Due Oct.18 (Fri) 14:00.

In this homework, you will generate your own pair of public/private keys, and use them to encrypt a message, and to digitally sign a message. You will also check check for tampered files both by checking a digital signature, and checking file-hashes.

You may work with a partner for this homework. When completing this assignment, be sure to use the filenames exactly as specified. The grading will be largely automated, and using different filenames may result in getting a 0 on that portion of the question. Only submit one copy of your team files on D2L.

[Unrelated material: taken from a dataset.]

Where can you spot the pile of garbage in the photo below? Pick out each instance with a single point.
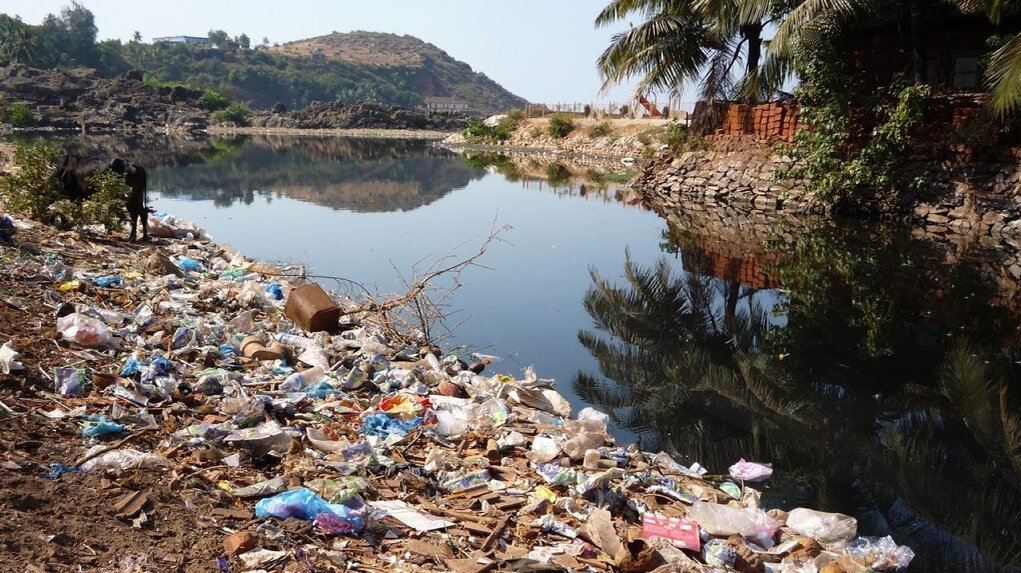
(328, 446)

To run this lab, you will need to be able to run gpg (“GNU Privacy Guard”), which is installed on rucs.radford.edu. You can connect via ssh or putty, as usual. You can also download versions for your own computer from www.gnupg.org; either version 1.4 or 2.1 should suffice. The provided links include GUI versions¹; it's up to you (and the discussion boards) to interpret the (command-line oriented) instructions in these instructions.

1. Generate a public/private keys for your team.

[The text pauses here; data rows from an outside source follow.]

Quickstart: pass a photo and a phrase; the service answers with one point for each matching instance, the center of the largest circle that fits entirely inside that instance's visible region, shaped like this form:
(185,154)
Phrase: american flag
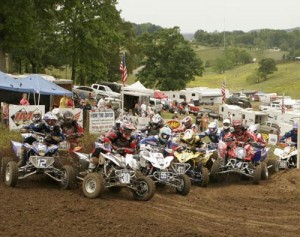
(282,105)
(223,91)
(123,69)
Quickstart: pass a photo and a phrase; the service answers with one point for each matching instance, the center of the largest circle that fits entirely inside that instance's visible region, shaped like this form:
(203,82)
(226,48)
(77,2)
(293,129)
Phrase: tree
(266,66)
(170,62)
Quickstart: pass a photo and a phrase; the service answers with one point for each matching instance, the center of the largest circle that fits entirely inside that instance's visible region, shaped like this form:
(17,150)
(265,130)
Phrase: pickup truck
(105,91)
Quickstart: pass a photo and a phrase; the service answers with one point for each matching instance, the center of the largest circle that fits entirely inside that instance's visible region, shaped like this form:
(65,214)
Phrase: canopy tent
(9,83)
(159,95)
(41,86)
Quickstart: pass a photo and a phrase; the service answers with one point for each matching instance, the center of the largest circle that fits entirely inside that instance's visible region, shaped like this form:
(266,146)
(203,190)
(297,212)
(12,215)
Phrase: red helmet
(126,129)
(237,125)
(187,121)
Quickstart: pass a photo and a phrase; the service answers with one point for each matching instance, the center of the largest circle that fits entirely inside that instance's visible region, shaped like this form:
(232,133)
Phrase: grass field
(286,80)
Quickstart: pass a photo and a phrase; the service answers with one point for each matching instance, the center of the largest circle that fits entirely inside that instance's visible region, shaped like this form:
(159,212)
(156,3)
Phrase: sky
(213,15)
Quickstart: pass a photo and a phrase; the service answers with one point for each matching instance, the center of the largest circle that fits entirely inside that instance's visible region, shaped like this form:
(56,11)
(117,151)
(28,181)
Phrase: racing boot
(92,166)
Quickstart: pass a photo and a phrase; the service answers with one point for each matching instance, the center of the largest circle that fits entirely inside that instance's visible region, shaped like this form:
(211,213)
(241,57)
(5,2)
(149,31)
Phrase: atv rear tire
(185,185)
(274,163)
(257,174)
(93,185)
(264,171)
(204,177)
(69,176)
(11,174)
(214,176)
(3,165)
(144,189)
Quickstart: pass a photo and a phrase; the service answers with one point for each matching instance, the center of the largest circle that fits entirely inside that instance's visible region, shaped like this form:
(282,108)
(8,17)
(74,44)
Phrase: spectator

   1. Make sure you can run gpg, either on rucs or your own computer (e.g. run “gpg --help”).
   2. Then follow the instructions in the section “Generating a new keypair” from the manual www.gnupg.org/gph/en/manual.html, and follow those instructions (i.e. run gpg --gen-key from the command line). If using a gui tool, it's up to you to figure out the equivalents to the command-line instructions.
   3. When prompted for inputs, you can use any of the defaults provided.
      • (Only) if you are running this rucs, I recommend using a smaller key-size (1024 bits, rather than 2048). This is to help minimize the long delay mentioned in the next step.
      • If you choose a non-default expiration date, make sure your key doesn't expire before the end of finals week (≥ ~10weeks).
      • Do use a (nick)name I'll recognize as yours, and use your RU email.

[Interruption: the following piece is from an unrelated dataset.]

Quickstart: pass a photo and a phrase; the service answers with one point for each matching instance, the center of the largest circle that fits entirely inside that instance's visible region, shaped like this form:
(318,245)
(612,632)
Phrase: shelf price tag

   4. Generating the key, if on rucs, can take a while (about 20-30min)! It tends to be very quick on PCs/Macs.

      If, on rucs, you get a message about “Not enough random bytes available. Please do some other work to give the OS a chance to collect more entropy!” you can do spur the computer to do some busywork. Doing I/O is good because it is both a source of external, non-deterministic (effectively random) bits, and it doesn't bog down the machine's cpu as much. Some examples: From a different shell:

      • nice watch wget -O /dev/null amazon.com

        (While waiting, you can use man to see what each of nice, watch², and wget do.)

      • If you want to see the (slow) progress, you might run nice watch cat /proc/sys/kernel/random/entropy_avail
      • You can copy large files to/from rucs (for example, a large disk-image).
      • You might use find (along with nice) to trigger local disk I/O.

   When finished, it won't print the keys, but your public/private pair will be stored in a preference file (on Mac/Unix, it's in ~/.gnupg/, if you care).
2. Export your public key. Read the section: “Exporting a public key” (www.gnupg.org/gph/en/manual.html).
   1. Make sure to use the “--armor” option, so that the result doesn't contain special (non-printing) characters.
   2. Deliverable: A file containing your public key, named³ user1-user2.pub (where user1 and user2 are the RU usernames of you and your teammate -- e.g. “ibarland-jpittges.pub”).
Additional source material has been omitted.